- First tankōbon volume cover

ダメな私に恋してください
- Genre: Romantic comedy
- Written by: Aya Nakahara
- Published by: Shueisha
- Imprint: Margaret Comics
- Magazine: You
- Original run: April 15, 2013 – August 12, 2016
- Volumes: 10 (List of volumes)

Dame na Watashi ni Koishite Kudasai R
- Written by: Aya Nakahara
- Published by: Shueisha
- Imprint: Margaret Comics
- Magazine: You
- Original run: October 15, 2016 – October 15, 2018
- Volumes: 6 (List of volumes)

= Dame na Watashi ni Koishite Kudasai =

Japanese manga series

Dame na Watashi ni Koishite Kudasai (ダメな私に恋してください) is a Japanese romantic comedy manga series written and illustrated by Aya Nakahara. It was serialized in Shueisha's josei manga magazine You from April 2013 to August 2016, with its chapters collected into ten tankōbon volumes. A sequel series, titled Dame na Watashi ni Koishite Kudasai R, was serialized in the same magazine from October 2016 to October 2018, and was compiled into six volumes.

A Japanese television drama adaptation, officially titled Please Love Me! (stylized as PLEASE LOVE ME!) in English, was broadcast on TBS from January 12, 2016, to March 15, 2016.

==Plot==
Michiko Shibata is a woman who is thirty years old, and yet she has no job, no money, and no real boyfriend. She was let go by her former employment after it went bankrupt. She meets her former supervisor Ayumu Kurosawa, who offers Michiko a job at his cafe "Himawari" until she gets back on her feet. With Ayumu's help, Michiko slowly gets her life back on track.

==Characters==
- Michiko Shibata (柴田 ミチコ, Shibata Michiko)
A 29-year-old woman who loses her job and starts working for her former supervisor in his café until she finds another job. She is played by Kyoko Fukada in the live-action drama.
- Ayumu Kurosawa (黒沢 歩, Kurosawa Ayumu)
Michiko's former supervisor and now current employer at the Himawari cafe. He used to be a former gangster and seems formidable, but he takes it upon himself to look after those who are in trouble, such as Michiko. He is played by Dean Fujioka in the live-action drama.
- Daichi Mogami (最上 大地, Mogami Daichi)
Michiko's colleague at her new place of employment. He is her first real boyfriend, and is younger than her. He is played by Shohei Miura in the live-action drama.

==Publication==
Written and illustrated by Aya Nakahara, Dame na Watashi ni Koishite Kudasai was serialized in Shueisha's You magazine from April 15, 2013, to August 12, 2016. Ten tankōbon volumes have been released from August 2013 to November 2016. The series has been licensed in France by Delcourt under the title Please love me !.

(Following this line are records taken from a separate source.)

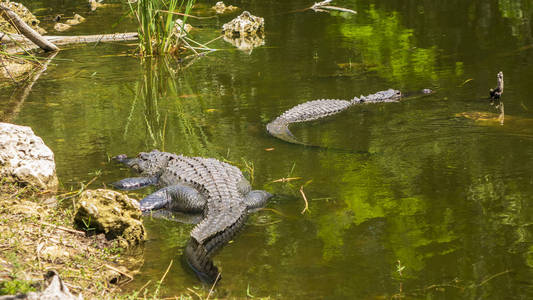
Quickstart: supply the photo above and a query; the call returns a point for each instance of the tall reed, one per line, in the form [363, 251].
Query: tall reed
[158, 25]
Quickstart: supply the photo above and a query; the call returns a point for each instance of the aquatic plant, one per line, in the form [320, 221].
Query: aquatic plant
[161, 30]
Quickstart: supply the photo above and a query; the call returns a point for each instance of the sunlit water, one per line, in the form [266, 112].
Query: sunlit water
[407, 197]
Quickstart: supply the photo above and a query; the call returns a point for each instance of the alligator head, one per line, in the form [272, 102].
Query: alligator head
[382, 96]
[146, 163]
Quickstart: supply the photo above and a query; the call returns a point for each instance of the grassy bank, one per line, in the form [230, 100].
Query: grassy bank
[36, 235]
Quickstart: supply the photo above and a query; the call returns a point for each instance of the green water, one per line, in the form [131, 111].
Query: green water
[447, 197]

A sequel series, titled Dame na Watashi ni Koishite Kudasai R, was serialized in the same magazine from October 15, 2016, to October 15, 2018. Six tankōbon volumes have been released from February 2017 to November 2018.

===Dame na Watashi ni Koishite Kudasai===

| No. | Japanese release date | Japanese ISBN |
|---|---|---|
| 1 | August 23, 2013 | 978-4-08-845089-6 |
| 2 | December 25, 2013 | 978-4-08-845148-0 |
| 3 | April 25, 2014 | 978-4-08-845204-3 |
| 4 | August 25, 2014 | 978-4-08-845260-9 |
| 5 | December 25, 2014 | 978-4-08-845323-1 |
| 6 | April 24, 2015 | 978-4-08-845384-2 |
| 7 | August 25, 2015 | 978-4-08-845439-9 |
| 8 | December 25, 2015 | 978-4-08-845507-5 |
| 9 | May 25, 2016 | 978-4-08-845562-4 |
| 10 | November 25, 2016 | 978-4-08-845678-2 |

===Dame na Watashi ni Koishite Kudasai R===

| No. | Japanese release date | Japanese ISBN |
|---|---|---|
| 1 | February 24, 2017 | 978-4-08-845727-7 |
| 2 | June 23, 2017 | 978-4-08-845782-6 |
| 3 | November 24, 2017 | 978-4-08-845859-5 |
| 4 | March 23, 2018 | 978-4-08-844018-7 |
| 5 | July 25, 2018 | 978-4-08-844075-0 |
| 6 | November 22, 2018 | 978-4-08-844134-4 |

==Reception==
Volume 4 reached the 16th place on the weekly Oricon manga charts and, as of August 31, 2014, had sold 56,282 copies; volume 5 reached the 43rd place and, as of January 4, 2015, had sold 69,150 copies; volume 6 reached the 25th place and, as of April 26, 2015, had sold 34,567 copies.